A lot of the mandate about being unique originates from the misconceived notion that design is art. While one can write a whole post about the “Art vs Design” debate, here is a key difference. Art is a personal expression of the artists and they are liberated to innovate without any fear of harming anyone or solving real-world problems. However, design needs to be purposeful and must always be evaluated by its effectiveness towards solving real problems for real users.

So, should designers always strive to reinvent the wheel? The short answer is no. It might feel cool to do something unconventional, but cool does not always equate to efficiency, rather it can be quite frustrating. Let me provide a few thoughts on why forcing yourself to be unique is not always the best solution for you and your users.

First and foremost, originality is not a key measure of success in the eyes of your users when it comes to functional design. Majority of them appreciate familiarity over novelties. They form their expectations for a new product, based on what they are used to doing on other sites and apps. For instance, if they are used to certain interactions behaving a certain way, they expect them to work like that and don’t want to worry about what will happen if they tap or click on something.

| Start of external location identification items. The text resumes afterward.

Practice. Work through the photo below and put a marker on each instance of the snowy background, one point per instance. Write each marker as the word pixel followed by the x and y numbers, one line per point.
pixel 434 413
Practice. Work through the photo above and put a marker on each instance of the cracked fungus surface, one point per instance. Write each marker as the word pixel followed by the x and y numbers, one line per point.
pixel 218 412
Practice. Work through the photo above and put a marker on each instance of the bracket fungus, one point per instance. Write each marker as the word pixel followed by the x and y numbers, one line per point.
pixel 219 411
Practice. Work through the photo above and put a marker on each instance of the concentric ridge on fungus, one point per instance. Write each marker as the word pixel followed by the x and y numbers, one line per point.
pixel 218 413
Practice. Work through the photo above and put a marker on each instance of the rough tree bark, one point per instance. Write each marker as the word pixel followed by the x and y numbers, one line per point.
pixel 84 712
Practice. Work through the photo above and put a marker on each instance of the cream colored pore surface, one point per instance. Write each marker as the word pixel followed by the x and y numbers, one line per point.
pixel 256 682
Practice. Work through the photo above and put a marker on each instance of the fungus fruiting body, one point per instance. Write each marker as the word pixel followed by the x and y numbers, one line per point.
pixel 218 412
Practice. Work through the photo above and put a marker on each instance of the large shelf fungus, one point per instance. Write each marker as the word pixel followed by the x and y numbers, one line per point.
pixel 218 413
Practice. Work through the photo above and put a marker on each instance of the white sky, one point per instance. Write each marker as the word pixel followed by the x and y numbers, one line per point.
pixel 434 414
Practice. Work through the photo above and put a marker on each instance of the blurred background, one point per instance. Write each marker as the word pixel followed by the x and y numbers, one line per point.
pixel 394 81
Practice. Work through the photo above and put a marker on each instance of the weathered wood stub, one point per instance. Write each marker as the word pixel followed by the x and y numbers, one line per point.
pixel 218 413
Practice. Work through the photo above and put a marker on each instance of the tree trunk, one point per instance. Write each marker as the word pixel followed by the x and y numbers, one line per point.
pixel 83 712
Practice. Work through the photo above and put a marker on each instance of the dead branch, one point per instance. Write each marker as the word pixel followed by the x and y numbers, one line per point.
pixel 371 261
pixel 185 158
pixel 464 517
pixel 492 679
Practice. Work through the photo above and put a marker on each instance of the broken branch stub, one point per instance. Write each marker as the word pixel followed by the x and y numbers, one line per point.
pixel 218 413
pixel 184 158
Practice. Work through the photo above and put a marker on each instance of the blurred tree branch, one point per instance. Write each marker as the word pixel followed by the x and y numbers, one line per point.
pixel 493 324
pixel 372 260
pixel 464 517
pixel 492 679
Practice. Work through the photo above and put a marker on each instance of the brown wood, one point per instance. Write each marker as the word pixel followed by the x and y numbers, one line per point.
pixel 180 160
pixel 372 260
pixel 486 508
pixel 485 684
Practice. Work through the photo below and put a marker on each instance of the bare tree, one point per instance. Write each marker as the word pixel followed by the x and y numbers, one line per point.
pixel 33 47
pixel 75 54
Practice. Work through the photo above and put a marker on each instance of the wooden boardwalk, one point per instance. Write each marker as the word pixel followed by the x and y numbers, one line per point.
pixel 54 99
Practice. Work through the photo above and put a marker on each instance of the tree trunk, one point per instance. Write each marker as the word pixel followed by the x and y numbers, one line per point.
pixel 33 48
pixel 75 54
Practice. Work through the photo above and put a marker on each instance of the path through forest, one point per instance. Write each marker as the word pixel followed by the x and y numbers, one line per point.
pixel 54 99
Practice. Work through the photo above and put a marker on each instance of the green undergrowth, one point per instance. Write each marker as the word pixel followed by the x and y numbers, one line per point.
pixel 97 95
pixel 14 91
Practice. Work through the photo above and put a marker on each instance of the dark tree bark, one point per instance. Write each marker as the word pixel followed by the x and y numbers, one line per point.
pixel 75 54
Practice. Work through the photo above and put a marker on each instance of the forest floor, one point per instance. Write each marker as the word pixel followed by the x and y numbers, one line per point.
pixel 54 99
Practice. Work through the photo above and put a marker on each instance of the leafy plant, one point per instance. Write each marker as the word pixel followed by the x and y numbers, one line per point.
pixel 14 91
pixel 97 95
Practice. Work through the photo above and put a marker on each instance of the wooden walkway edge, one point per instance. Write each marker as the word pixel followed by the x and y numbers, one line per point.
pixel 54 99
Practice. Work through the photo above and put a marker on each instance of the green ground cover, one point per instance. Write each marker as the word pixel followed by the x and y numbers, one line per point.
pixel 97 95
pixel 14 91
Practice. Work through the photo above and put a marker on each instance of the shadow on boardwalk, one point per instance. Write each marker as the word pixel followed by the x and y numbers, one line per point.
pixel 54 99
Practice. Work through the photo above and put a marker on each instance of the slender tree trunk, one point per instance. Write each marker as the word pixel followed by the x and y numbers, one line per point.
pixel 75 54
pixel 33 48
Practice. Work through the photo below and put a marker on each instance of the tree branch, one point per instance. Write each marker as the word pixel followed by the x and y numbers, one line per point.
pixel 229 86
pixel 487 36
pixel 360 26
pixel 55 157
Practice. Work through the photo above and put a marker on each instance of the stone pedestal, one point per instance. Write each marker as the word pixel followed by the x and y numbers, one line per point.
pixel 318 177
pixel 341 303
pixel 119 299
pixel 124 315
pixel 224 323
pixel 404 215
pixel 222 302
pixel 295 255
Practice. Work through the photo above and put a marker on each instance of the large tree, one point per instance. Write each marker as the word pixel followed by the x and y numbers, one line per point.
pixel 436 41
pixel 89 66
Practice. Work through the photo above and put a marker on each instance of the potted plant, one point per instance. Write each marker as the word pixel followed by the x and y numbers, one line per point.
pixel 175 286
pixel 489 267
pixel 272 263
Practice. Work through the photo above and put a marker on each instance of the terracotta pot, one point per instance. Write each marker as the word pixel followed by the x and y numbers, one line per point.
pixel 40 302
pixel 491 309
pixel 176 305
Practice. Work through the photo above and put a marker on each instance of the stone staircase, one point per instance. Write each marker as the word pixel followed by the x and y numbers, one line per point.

The more your users will feel in control of your system, the more they are likely to be comfortable with it. On the other hand, if you deviate from standard conventions too much, your site or app could be perceived to be harder to use, making them feel insecure.

“Users spend most of their time on other websites. Knowing that, we should be mindful of whether or not we’re causing confusion and alienation when we deviate from design standards and conventions”

- Jakob Law

Secondly a vast majority of designs aren’t original in the first place, even if we think they are. Everything is built off something that preceded it. Since designers don’t work in a vacuum, it’s inevitable we get inspiration from another design. Instead of focusing on creating something entirely new, focus on what can inspire you.Remember that the solution you seek is probably already out there and all you need to do is to find it.

“if we’re free from the burden of trying to be completely original, we can stop trying to make something out of nothing, and we can embrace influence instead of running away from it.”

- Austin Kleon, author of “Steal Like an Artist”

Creativity in design is the ability to take past experiences and new information and synthesize them to create something new. That’s why designers should always be passionate about expanding their knowledge of the world and stay up to date with current trends. This cumulative knowledge and experience is what will help you craft more insightful designs.

Last, I want to end by leaving a word of caution. Following conventions doesn’t mean that you blindly copy or create an exact match of an existing product. Blindly reproducing the visible layer without digging deeper into the layer underneath will put you and your team on a completely wrong path. To base your work on existing design, you should understand why that product looks and works the way it does. And when you analyze the designer’s intention, you can innovate to make your solution better and different from the one that was the source of “inspiration”. This can be about small granular elements like a button interaction or larger experiences like restructuring a checkout flow.